Yes, we're in that long gray, interim period between those short, short, happy seasons of Sherlock. And we don't have quite the "dead/not dead Sherlock" cliffhanger to get all excited over. And the Elementary fans have to gripe about something other than the obvious.

But did the last season mark another sort of Reichenbach for Sherlock?

Not hardly. Seven Emmy awards. The latest episode. Yup.


  1. I hear you, Brad, but have to say how serious am I supposed to take some awards that shun ASiB and instead give a nod to HLV?

    No, sorry, can't agree. S3 was a step down in almost all categories and shouldn't have been granted the praise its worthier predecessors missed out on.

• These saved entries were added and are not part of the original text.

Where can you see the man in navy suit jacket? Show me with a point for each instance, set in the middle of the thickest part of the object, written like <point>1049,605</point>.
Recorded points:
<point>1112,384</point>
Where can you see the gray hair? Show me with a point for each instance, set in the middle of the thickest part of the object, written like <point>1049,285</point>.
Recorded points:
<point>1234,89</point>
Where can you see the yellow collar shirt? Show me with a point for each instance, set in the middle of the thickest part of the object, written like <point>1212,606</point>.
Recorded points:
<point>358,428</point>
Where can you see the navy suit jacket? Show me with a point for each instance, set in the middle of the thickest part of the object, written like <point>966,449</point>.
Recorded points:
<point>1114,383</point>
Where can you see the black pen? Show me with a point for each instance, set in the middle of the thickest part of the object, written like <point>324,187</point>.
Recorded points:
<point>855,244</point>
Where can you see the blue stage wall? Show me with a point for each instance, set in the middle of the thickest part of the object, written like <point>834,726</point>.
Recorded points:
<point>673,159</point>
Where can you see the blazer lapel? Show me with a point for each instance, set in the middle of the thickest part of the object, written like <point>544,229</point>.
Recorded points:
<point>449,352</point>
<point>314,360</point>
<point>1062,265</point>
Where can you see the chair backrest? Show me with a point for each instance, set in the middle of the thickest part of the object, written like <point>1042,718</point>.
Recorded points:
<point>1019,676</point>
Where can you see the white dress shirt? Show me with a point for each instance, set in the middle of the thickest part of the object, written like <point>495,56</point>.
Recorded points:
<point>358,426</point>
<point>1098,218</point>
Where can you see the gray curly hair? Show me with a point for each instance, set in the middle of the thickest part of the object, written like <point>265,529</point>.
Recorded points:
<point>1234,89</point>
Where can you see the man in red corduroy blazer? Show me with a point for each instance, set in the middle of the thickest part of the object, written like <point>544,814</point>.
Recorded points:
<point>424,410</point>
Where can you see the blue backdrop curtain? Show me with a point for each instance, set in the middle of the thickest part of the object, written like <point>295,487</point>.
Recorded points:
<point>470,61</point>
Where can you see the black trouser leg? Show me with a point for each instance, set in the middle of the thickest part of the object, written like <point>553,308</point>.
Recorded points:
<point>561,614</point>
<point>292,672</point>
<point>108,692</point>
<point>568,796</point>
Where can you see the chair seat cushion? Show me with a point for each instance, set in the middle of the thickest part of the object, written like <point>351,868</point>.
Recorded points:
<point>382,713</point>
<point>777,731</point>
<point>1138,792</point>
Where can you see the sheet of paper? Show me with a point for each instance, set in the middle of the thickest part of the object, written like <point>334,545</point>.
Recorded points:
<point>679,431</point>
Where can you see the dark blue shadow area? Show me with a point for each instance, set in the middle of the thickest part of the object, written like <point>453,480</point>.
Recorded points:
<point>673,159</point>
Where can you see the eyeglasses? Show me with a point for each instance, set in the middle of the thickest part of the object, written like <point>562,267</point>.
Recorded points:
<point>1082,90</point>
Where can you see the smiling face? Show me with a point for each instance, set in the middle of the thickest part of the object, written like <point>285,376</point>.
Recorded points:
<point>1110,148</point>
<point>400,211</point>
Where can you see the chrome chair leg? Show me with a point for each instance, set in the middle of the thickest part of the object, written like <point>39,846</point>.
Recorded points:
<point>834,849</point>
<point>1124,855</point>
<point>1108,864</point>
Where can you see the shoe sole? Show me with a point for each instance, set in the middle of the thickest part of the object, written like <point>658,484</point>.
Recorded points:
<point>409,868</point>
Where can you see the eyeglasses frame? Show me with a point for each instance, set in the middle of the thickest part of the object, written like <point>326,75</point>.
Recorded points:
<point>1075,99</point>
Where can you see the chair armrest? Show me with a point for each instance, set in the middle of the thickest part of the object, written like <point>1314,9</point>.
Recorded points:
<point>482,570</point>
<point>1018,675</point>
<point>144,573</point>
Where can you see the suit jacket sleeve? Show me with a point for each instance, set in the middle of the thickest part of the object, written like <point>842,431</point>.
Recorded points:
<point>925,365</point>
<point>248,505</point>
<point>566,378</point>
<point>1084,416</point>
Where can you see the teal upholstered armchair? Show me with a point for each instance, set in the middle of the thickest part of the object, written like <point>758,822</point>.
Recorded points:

  2. I'm with Brad, and not just due to the Emmy's. Frankly, I was stunned that an American institution would award anything to a show as complex and as demanding as Sherlock! But to me, HLV (much as I loved ASiB), reached new heights, not just in plot, acting, production design and music, but in every aspect possible, that I am still stunned when I watch it. The farewell scene at the air field alone should get every award there is! I've even watched it without the music and it's astounding. Even the freaking SKY is a miracle in that scene!